Neither party has referred to Section 303(a)(2) and the Commonwealth Court said that the Section did not apply in an employer-employee situation. Nevertheless, it can be seen from this Section that the exclusion of all legitimate business expenses in certain cases was acceptable to the General Assembly. Thus, our conclusion that all legitimate business expenses are excludable from compensation pursuant to Section 301(d)(v) is not an approach foreign to the Code.

Accordingly, we reverse the order of the Commonwealth Court dismissing the appeal of Fred W. Staley and Barbara K. Staley, and enter judgment in favor of appellants in the amount of $5.00.

ROBERTS, J., filed a concurring opinion in which O'BRIEN, J., joined.

NIX, J., concurred in the result.

POMEROY, J., filed a dissenting opinion.

EAGEN, C.J., dissents.

JONES, Former C.J., did not participate in the decision of this case.

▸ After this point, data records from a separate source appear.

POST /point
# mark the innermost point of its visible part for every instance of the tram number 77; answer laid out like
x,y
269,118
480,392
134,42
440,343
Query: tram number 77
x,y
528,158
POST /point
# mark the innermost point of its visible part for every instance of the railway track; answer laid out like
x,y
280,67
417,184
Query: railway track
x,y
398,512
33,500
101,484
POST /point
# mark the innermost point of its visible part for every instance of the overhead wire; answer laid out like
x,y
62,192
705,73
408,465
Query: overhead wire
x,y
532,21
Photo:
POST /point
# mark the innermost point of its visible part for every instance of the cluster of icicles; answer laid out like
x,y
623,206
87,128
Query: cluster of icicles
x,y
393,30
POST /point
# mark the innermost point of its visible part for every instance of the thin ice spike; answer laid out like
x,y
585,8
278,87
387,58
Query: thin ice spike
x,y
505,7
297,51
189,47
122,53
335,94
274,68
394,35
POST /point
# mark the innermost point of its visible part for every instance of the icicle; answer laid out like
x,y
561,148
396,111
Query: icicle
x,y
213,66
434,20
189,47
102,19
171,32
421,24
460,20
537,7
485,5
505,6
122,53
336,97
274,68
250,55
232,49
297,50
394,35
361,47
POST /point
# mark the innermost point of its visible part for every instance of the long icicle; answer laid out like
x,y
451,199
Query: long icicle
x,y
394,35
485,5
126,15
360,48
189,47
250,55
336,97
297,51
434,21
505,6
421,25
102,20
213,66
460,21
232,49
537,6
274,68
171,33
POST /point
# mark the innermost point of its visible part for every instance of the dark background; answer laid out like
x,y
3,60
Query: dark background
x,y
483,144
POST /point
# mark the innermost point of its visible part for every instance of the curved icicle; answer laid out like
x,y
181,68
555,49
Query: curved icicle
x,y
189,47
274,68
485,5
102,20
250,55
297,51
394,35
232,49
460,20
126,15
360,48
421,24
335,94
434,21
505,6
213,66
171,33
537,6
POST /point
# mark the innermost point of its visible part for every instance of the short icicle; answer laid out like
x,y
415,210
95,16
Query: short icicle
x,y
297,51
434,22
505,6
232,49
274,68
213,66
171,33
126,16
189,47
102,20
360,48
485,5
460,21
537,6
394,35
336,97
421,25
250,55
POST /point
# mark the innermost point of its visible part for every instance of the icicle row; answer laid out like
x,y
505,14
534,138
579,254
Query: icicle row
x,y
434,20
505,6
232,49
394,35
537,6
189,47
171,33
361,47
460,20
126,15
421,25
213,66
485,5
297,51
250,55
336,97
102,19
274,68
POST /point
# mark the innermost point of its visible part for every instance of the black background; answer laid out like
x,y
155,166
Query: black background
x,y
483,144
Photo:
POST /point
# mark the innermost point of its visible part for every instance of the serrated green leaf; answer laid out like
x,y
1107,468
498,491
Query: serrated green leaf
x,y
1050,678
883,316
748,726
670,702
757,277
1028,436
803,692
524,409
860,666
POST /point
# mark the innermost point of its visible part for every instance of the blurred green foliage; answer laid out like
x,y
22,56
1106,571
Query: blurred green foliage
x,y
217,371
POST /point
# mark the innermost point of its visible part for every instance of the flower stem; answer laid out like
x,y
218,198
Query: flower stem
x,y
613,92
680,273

*182 ROBERTS, Justice, concurring.

I concur in the result and join in the Opinion of the Court to the extent that it holds that the commissions paid to appellant husband by his employer for business expenses are not "compensation" within the meaning of Section 303(a)(1) of the Tax Reform Code of 1971, Act of March 4, 1971, P.L. 6, as amended, 72 P.S. § 7303(a)(1) (Supp. 1977). Because the majority's nonconstitutional reasons, without more, require this holding, I see no need to reach the constitutional issue discussed by the majority.

O'BRIEN, J., joins in this concurring opinion.

POMEROY, Justice, dissenting.

I dissent. The majority strains the clear and unequivocal language of Section 301(d)(v) of the Tax Reform Code of 1971, 72 P.S. § 7101 et seq., to reach a result neither intended by the legislature nor required by the Pennsylvania Constitution. I agree entirely with the opinion of Judge Mencer, speaking for a unanimous Commonwealth Court, 21 Pa.Cmwlth. 193, 344 A.2d 748 (1977) and would affirm the dismissal of the present appeal for the reasons stated therein.